A native of Louisiana, Toni currently lives in Baton Rouge where she and her husband Carl run their own civil construction company. Toni’s other works can also be found in the anthology, KILLER YEAR: STORIES TO DIE FOR, edited by Lee Child and in the non-fiction collection of essays, DO YOU KNOW WHAT IT MEANS TO MISS NEW ORLEANS which was conceived after the devastation left by hurricane Katrina.
I had the pleasure of meeting Toni a few years ago and am honored to be among her list of friends. Toni will be doing two workshops at the Desert Rose conference April 16-18 and has agreed to be the first to be interrogated…I mean interviewed for our blog.
Desert Rose: Welcome Toni, thank you so much for joining us. Let’s start by telling our readers a little more about you. Where are you from, originally? When you were a child, what did you want to be when you grew up?
Toni: I’m originally from Kinder, Louisiana (Cajun country). When I was a kid I went through dozens of ideas, playing “what if?” My parents seemed to believe I could do anything I set my mind to, which was a wonderful gift: ballerina, singer, teacher, CEO. My actual first declared major at LSU was architecture, I believe. I took one of the first levels engineering graphics class and was quickly disabused of that notion. [I tend to transpose numbers frequently as I’m doing math… not a good trait for the person figuring how much concrete it will take to hold up a building.]
Desert Rose: Your background is in screenwriting, how hard was the transition to novel writing?

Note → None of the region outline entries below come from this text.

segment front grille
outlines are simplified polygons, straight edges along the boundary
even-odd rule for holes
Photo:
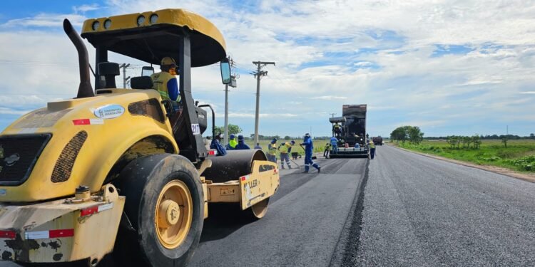
[[[78,152],[82,148],[86,139],[87,139],[87,132],[80,131],[63,147],[61,155],[59,155],[58,161],[56,162],[54,169],[52,171],[52,177],[51,178],[52,182],[58,183],[68,179],[71,177],[73,166],[74,166],[74,161],[76,160]]]
[[[19,185],[31,174],[51,134],[0,137],[0,185]]]
[[[148,100],[134,102],[128,105],[128,112],[134,116],[146,116],[163,123],[165,117],[163,116],[160,102],[156,98]]]

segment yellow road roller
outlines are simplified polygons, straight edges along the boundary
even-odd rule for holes
[[[76,98],[50,102],[0,134],[2,261],[96,266],[111,253],[119,263],[184,266],[208,203],[264,216],[278,189],[277,165],[259,150],[218,155],[202,136],[210,107],[192,98],[191,68],[219,63],[230,82],[225,40],[212,23],[163,9],[88,19],[81,35],[66,19],[63,29],[78,54]],[[96,48],[94,68],[82,38]],[[150,75],[116,88],[119,66],[108,52],[153,72],[163,58],[176,59],[180,105],[153,89]]]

Toni: Ironically, I started LSU in Creative Writing—Fiction, and had been writing novellas masquerading as short stories for a while, so transitioning into screenwriting was actually much more difficult. (We joked that I was lured by the Dark Side.) With a script, a writer doesn’t have the luxury of internal thoughts and the crux of the emotional story has to be conveyed by the actor’s interpretation and the director’s choices throughout the planning and making of the film, as well as how the editor puts it together. And somehow, without actually resorting to voice-over or signs, a screenwriter has to convey the emotional journey of the story through a judicious selection of dialog, action, location, tone, etc., without actually calling a bunch of shots (i.e., giving too-detailed frame-by-frame instructions on how to shoot the action). In addition, people have a tendency to skip the slug-lines (location) and action lines if they’re too dense (i.e., more than a couple of lines), and the dialog and brief action lines carry the weight of a story. It’s a difficult form to master. When I got to the point where I didn’t want to move [to LA] (and would have needed to, to continue), I decided to switch back to fiction. My first attempt was sad. Truly sad—I’d forgotten how to write and had to re-learn the art of internal thoughts, of showing the settings, allowing the settings to be as much of a character as the people, of being able to steer the imagery as if I were both the director and the cinematographer. It was a heady, exciting process though, and I learned so much because I detoured into screenwriting. Not an easy path, and not one I’d recommend, but it worked for me.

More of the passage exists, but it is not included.